The stage: A small wooden deck with sturdy balusters, overlooking a vegetable garden in late season.
Enter main character: Gigi, a 6-year-old Cavalier King Charles Spaniel. It’s clear from her saunter that Gigi is unhurried and uncomplicated, and her portly figure implies a dog who is enthusiastic about her meals. Suddenly, Gigi sees something that piques her interest, and a drama ensues.
Scene 1: Gigi spies a green tomato that has fallen from its vine in the garden. From the glint in her eye and quickening of her step, it’s clear she considers the green tomato a tasty prize — a kind of lucky harvest her enterprising belly has stumbled upon.
Scene 2: Lacking a working knowledge of spacial relevance, Gigi attempts to reach the tomato by squeezing her ample physique through the (blasted!) unforgiving deck rails. In an instant, she regrets the enthusiasm with which she enjoyed last night’s second helping of chicken pot pie, delivering in response to her successful, if pitiful, whining. She wonders whether she might have managed the evening just as well with less, and whether that might have made all the difference, right now.
Scene 3: She is so close to the object of her affection, yet so far. Whether she sings like a Siren to entice the tomato to her, or whether she cries in agony for the tragedy of it all… is hard to say. Whatever the case, the tomato remains silent as stone. And unrelenting.
Scene 4: Gigi is nothing if not patient. In the life of a dog, “waiting” is an occupation to which they devote significant resources. A dog, after all, is always waiting for something: the sound of kibble in the bowl, a car engine in the driveway, a key in the door lock. What else can a dog do… but wait, wait, wait?

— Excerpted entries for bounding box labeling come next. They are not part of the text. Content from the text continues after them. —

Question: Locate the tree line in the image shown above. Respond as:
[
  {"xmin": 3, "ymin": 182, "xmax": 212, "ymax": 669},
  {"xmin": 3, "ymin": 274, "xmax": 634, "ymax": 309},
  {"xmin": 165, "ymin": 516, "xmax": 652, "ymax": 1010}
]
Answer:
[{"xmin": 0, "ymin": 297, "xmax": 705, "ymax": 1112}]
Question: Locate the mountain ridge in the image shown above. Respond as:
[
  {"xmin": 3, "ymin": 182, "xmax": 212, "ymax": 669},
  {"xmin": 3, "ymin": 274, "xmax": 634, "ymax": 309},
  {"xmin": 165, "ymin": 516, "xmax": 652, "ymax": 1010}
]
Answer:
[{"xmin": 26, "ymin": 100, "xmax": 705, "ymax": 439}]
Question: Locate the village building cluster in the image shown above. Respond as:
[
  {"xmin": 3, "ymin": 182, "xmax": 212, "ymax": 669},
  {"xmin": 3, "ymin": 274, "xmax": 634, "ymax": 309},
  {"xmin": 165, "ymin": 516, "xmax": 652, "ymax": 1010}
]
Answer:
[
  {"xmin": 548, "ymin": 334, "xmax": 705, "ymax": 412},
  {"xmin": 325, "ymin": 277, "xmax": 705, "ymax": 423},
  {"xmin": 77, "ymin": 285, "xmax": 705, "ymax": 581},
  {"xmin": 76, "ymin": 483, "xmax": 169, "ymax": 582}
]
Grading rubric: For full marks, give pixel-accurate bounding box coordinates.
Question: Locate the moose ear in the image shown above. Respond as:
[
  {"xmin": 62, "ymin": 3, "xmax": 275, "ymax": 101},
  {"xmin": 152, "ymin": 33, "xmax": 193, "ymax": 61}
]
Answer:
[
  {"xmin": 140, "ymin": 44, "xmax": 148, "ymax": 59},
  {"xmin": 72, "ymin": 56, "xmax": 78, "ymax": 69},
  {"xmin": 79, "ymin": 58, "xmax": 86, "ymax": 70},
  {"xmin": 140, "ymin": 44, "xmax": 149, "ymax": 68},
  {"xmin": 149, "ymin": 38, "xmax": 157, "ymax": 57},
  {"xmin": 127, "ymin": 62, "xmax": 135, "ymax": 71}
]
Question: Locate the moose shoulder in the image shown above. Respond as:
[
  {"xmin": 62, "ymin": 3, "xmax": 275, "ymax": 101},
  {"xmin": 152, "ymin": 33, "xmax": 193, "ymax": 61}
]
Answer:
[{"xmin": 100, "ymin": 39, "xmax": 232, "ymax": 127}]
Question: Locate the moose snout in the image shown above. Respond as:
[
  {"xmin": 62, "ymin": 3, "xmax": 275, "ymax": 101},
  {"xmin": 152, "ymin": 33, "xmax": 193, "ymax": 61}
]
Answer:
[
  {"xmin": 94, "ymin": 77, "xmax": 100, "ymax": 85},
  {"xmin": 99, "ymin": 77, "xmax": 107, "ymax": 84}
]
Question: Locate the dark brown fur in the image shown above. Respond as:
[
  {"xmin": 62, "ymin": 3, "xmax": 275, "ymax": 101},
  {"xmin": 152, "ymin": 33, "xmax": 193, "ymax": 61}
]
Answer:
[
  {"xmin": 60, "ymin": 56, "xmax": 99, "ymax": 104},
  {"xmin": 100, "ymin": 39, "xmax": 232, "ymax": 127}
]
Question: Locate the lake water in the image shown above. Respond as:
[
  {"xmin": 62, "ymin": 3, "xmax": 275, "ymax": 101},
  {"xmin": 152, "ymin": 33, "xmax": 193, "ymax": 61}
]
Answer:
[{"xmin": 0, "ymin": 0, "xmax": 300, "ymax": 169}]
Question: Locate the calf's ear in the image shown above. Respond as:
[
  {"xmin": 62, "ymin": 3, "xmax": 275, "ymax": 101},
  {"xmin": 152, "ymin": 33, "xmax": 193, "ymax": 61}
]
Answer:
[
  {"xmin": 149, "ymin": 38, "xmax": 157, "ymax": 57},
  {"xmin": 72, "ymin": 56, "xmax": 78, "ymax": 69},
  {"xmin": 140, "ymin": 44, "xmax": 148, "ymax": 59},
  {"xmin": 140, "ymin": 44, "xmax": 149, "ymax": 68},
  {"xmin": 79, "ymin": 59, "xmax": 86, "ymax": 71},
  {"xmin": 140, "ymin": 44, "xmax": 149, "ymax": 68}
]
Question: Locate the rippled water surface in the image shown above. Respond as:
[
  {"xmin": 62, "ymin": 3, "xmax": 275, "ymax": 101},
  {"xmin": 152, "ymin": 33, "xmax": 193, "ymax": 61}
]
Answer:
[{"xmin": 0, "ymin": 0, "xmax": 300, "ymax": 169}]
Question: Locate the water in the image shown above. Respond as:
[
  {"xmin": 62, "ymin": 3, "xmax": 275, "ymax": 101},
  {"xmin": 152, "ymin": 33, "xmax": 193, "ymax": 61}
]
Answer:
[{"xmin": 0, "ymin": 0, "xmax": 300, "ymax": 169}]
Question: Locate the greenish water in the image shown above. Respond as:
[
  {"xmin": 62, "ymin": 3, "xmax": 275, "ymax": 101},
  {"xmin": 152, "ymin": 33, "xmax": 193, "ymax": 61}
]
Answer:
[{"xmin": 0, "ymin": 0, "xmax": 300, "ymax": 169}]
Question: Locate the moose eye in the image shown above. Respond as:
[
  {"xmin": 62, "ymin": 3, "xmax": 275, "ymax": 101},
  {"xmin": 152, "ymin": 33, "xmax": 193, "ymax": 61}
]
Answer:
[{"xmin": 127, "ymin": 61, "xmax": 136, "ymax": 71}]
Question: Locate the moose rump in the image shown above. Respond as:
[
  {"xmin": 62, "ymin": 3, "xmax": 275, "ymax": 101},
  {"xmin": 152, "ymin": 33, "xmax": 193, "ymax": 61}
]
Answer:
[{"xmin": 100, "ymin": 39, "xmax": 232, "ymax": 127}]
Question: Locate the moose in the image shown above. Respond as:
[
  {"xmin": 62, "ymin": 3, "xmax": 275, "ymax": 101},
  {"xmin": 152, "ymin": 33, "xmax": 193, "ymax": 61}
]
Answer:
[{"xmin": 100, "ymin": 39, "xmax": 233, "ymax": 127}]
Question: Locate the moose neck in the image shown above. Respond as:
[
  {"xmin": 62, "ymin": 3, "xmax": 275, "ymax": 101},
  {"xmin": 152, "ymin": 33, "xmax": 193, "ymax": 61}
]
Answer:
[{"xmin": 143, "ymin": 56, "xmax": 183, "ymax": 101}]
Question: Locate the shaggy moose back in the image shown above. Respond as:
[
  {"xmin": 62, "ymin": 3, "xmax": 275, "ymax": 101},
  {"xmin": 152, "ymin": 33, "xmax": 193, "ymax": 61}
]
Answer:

Scene 5 (panorama): Suddenly, it’s clear: Here’s the true tragicomedy of Gigi’s predicament. The audience sees that the deck railing extends only a few feet beyond Gigi’s current spot on the deck. If you were there, you’d want to urge her to walk around the railing, hop into the garden from its short end, and seize the green orb as her own. You might wave your arms about like an air traffic controller on the runway, signaling a clear path. To resolution… to victory! But even if you did, she wouldn’t respond.
Otherwise, this wouldn’t be much of a story at all. It wouldn’t tell a tale that’s fuller than an under-ripe tomato: A tale about want. And desire. And how — in the end — the shortest path isn’t always the most successful, to what your heart seeks most.